Watch your actions, for they become habits.
Watch your habits, for they become your character.
Watch your character, for it becomes your destiny.
Under the guise of being a piece of wisdom, this, to me, sounds like a healthy recipe for going insane. Watch your thoughts? Indeed. Might as well try to bite your own teeth.
The world becomes a lot more fun and easier to deal with once you stop trying to control everything and realise that things tend to work pretty much ok even if you don't keep a paranoid eye on them.
I much prefer the following Haiku:
And the grass grows by itself.
> Doing nothing
> And the grass grows by itself.
And you die of hunger because your crop field is full of grass.
Seriously, born in East Asia and had enough the Zen anti-industry crap, I much prefer Mobilis in Mobili.
Also don't forget the hilarious "If you sit by the river long enough, you will see the body of your enemy float by (子在川上曰：逝者如斯乎)" LMAO
As the human default seems to be blind acceptance of every rationalization that appears in our minds, simply being more aware (by observation) that who you are is a process and not an immutable state can be a profound step.
Apart from the Orwellian undertones, you can 'watch' something without even understanding it, much less influencing or controlling it.
But how do we regulate our metacognitive regulation? And can we regulate that regulation? And ...
Biting your own teeth, indeed.
This advice is meant for people that want to change their destiny. It is good that you can be happy with who you are, but some people want to improve drastically, not just by a few minor character alignments over a few decades.
I've not done enough of it to be sure that it can be made to work for everyone in every situation, but it sure helps me with my day.
Catching yourself drifting in the direction you shouldn't be right now is what focus is all about, no?
To break down what it says, and offer my own thoughts, often, the path to doing something at first challenging is: thought -> action -> habit, belief/better life or outcome.

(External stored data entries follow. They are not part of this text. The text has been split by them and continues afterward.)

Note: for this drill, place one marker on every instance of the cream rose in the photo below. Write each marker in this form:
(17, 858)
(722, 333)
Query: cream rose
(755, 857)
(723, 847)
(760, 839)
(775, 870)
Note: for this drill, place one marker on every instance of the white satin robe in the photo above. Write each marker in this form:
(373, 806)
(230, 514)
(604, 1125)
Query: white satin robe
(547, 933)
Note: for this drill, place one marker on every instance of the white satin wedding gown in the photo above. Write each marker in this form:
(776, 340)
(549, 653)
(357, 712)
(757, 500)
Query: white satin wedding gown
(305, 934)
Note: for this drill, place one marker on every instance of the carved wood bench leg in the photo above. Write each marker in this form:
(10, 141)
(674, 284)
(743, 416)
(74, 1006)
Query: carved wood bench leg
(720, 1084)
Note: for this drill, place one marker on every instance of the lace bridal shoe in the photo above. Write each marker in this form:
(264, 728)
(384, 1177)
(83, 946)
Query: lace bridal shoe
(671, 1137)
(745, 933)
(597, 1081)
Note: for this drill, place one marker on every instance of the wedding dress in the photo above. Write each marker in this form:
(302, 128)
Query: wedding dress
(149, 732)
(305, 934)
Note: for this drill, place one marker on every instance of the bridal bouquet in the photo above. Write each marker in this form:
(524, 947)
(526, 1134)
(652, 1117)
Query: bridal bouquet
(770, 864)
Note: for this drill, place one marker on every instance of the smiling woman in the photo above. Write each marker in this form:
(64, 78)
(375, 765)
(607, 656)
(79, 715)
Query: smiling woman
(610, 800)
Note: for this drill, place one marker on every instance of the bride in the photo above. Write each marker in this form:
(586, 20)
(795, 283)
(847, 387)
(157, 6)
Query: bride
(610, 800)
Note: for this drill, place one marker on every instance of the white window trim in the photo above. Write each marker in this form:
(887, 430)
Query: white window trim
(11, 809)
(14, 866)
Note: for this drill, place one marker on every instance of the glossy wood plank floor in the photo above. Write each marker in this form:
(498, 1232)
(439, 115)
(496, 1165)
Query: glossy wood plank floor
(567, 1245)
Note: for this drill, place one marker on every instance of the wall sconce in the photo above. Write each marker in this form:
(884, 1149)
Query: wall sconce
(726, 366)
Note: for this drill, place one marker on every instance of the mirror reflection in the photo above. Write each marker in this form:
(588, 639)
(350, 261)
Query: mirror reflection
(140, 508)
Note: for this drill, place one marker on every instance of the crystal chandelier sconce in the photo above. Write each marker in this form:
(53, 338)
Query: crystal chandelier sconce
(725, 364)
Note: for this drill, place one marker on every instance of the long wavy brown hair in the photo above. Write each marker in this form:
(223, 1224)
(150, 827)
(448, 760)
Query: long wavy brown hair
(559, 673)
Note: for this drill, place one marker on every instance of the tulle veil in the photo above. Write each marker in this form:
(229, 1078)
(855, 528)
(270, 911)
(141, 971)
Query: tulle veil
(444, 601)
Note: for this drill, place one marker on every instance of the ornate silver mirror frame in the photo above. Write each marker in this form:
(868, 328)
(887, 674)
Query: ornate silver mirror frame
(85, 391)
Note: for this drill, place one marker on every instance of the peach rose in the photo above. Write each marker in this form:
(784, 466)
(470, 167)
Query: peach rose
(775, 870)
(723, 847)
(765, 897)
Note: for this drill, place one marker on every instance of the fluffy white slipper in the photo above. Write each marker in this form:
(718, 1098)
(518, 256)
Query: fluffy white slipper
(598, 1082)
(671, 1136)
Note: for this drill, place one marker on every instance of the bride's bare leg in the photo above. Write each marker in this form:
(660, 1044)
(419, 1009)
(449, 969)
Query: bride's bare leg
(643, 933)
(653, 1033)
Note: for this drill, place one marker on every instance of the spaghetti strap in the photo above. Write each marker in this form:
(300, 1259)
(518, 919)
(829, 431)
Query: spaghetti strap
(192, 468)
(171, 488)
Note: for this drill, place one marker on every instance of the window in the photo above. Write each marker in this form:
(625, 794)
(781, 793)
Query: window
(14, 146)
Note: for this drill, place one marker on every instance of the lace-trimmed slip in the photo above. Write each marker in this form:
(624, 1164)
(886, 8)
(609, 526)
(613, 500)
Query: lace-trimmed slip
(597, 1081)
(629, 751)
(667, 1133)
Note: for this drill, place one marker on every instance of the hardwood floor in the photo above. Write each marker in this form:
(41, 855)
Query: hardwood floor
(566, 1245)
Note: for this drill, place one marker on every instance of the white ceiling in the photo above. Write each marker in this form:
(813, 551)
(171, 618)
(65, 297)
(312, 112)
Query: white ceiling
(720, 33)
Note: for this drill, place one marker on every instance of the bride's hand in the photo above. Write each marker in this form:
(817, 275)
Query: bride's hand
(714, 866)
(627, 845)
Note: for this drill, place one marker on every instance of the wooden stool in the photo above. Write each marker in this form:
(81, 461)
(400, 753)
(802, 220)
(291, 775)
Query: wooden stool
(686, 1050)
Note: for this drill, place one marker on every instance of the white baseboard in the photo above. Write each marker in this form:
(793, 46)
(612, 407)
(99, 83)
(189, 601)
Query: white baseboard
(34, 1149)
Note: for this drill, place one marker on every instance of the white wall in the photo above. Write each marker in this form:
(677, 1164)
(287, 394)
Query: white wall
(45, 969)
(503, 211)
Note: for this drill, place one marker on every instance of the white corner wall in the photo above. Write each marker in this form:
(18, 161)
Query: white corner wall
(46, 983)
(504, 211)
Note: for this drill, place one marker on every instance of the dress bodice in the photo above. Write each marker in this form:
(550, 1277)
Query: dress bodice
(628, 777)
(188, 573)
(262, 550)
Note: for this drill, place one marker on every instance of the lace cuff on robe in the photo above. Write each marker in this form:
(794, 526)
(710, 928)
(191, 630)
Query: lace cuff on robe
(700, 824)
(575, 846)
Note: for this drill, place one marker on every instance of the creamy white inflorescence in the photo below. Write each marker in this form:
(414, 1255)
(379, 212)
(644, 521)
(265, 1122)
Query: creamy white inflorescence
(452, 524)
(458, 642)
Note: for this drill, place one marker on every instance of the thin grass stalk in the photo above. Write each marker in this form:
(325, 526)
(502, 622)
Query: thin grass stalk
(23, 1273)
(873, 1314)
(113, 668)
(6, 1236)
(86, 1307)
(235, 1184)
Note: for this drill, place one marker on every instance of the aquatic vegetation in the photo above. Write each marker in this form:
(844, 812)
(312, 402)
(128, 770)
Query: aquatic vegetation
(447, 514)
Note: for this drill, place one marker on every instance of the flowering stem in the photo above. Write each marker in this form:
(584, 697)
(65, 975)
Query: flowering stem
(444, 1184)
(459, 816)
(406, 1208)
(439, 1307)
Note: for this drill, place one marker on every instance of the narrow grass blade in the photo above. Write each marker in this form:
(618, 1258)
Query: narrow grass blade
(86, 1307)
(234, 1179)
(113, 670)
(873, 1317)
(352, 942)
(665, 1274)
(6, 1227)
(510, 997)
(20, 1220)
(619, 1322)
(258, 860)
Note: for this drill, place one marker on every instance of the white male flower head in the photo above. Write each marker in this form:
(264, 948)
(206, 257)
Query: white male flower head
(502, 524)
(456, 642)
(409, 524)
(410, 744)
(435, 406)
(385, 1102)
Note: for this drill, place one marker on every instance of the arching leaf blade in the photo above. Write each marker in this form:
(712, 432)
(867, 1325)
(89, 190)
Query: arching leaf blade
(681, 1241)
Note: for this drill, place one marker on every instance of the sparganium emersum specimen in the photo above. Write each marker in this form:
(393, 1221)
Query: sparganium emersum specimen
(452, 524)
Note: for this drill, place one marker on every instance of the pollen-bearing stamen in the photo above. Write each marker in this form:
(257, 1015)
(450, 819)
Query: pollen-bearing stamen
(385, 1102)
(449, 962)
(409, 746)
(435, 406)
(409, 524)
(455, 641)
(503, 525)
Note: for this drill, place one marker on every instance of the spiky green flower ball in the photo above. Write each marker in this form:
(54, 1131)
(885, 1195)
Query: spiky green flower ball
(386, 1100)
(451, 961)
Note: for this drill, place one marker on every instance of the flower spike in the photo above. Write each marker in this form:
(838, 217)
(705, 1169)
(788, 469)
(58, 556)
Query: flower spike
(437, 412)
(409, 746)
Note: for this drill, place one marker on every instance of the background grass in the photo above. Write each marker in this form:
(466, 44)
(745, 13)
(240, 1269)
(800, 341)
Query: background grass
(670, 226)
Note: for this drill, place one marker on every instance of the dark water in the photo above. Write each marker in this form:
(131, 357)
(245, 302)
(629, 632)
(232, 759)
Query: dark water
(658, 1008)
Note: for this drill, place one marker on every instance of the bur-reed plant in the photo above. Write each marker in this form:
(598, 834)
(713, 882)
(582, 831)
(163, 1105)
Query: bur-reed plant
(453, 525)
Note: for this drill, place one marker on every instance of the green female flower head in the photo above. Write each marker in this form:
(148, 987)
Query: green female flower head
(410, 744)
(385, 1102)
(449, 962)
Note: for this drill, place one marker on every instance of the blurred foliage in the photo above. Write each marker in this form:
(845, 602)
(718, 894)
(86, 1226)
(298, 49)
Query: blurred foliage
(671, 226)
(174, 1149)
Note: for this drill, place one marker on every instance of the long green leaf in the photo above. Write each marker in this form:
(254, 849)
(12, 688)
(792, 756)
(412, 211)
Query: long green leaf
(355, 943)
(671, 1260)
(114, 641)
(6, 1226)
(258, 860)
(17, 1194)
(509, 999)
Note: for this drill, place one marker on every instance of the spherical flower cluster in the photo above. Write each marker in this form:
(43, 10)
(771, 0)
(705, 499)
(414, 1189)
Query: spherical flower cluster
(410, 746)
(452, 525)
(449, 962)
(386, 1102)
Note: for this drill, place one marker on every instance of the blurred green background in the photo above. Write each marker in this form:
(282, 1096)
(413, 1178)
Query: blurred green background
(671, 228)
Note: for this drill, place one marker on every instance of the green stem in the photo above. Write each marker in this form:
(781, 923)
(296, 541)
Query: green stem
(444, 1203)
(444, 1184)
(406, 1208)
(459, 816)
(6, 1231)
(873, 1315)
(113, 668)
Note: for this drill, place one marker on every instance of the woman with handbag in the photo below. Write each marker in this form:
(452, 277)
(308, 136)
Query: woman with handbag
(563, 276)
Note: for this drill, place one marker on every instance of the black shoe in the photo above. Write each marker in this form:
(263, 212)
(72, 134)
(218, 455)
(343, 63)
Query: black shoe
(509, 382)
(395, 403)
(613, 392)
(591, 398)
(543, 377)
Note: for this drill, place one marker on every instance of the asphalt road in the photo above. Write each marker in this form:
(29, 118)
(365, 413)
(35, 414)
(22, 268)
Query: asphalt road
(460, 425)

Achievable steps is also key. Trying to rush the process and immediately reach the endpoint results in frustration.
So, "I want to learn to swim" => Spend 15 minutes practicing => Spend 15 minutes practicing 3 times a week... and so on, gradually ramping up is likely to work, while, "I want to learn to swim" => 3 practices weekly of 1 hour is likely to fail, in my experience.
Anyway, that's exactly why this type of crap isn't useful.
To become excellent at a contingent skill (e.g. swimming, chess, math) you must surround yourself with excellent, honest people who care about you.
To become excellent at a trascendental skill (e.g. "strength," "bravery") you must isolate yourself and go very deep.
There is no other way.
>To become excellent at a trascendental skill (e.g. "strength," "bravery") you must isolate yourself and go very deep.
Isn't this reversed? It feels like it to me. Of course both internal and external methods apply to each.